En voilà un pour qui l’interdiction de recruter du FC Nantes aura été profitable. Georges-Kévin N’Koudou, GK pour les intimes, encore inconnu il y a un an, vient de parapher un contrat le liant désormais à l’Olympique de Marseille. Il vient s’ajouter à la liste des joueurs olympiens gérés par Meissa Ndiaye, devenu l’un des agents préférés de Vincent Labrune*. Recruté pour environ 1,5 million d’euros, le natif de Versailles, à qui il ne restait qu’un an de contrat du côté de la Beaujoire, arrive donc à la Commanderie, sur la pointe des pieds, en qualité de remplaçant. Une belle revanche pour celui qui a vu une carrière professionnelle mise entre parenthèses à la suite de son départ du centre de préformation du PSG en 2010. Repéré par le LOSC et le FCNA l’année suivante, c’est bien chez les canaris qu’il s’installera en 2011, d’abord comme aspirant, puis comme professionnel deux ans plus tard.

Pourtant, difficile de nier que Geogeo-Kéké n’a pas franchement le profil du joueur « à la nantaise ». Alors que ses illustres prédécesseurs nantais ont fait d’un jeu de conservation et de redoublement de passes une marque déposée, GK est lui tout en percussion et en vitesse. Ce sont ces deux qualités qui ont fait craquer à l’époque Samuel Fenillat, directeur du centre de formation nantais. Ce dernier décrivait alors son joueur dans des termes toujours proches de la réalité du terrain :

« On avait décelé chez lui de grosses qualités de vitesse, de percussion.
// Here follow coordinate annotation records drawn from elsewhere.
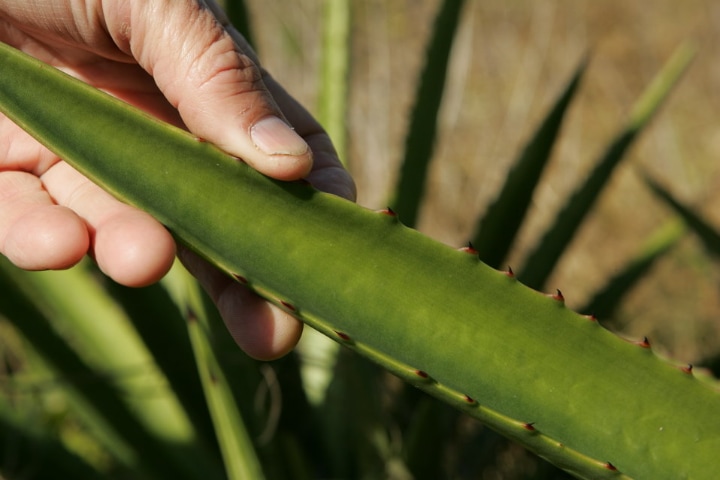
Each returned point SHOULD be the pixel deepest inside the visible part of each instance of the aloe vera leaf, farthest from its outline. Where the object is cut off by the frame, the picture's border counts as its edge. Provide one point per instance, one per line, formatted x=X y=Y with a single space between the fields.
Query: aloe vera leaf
x=495 y=233
x=20 y=448
x=95 y=399
x=515 y=359
x=420 y=138
x=542 y=260
x=334 y=72
x=605 y=301
x=162 y=328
Une capacité à répéter les efforts. Bien sûr, il a encore quelques manques tactiques dans le jeu. Il restait encore quelques petits doutes par rapport à cela. Ce n’est pas le genre de profils qu’on recrute habituellement au FC Nantes mais, à l’époque, on s’était dit qu’il était important d’avoir des joueurs différents avec de grosses qualités de vitesse. ».

Bien lui en a pris tant cet ailier virevoltant a apporté de la fraîcheur à cette équipe nantaise.

Capable de jouer à droite comme à gauche, c’est en position d’ailier gauche que GKN s’est imposé progressivement comme un titulaire en puissance aux yeux de Der Zakarian. C’est dans cette position qu’il a ouvert son compteur but en professionnel, contre Guingamp, lors de la 9ème journée.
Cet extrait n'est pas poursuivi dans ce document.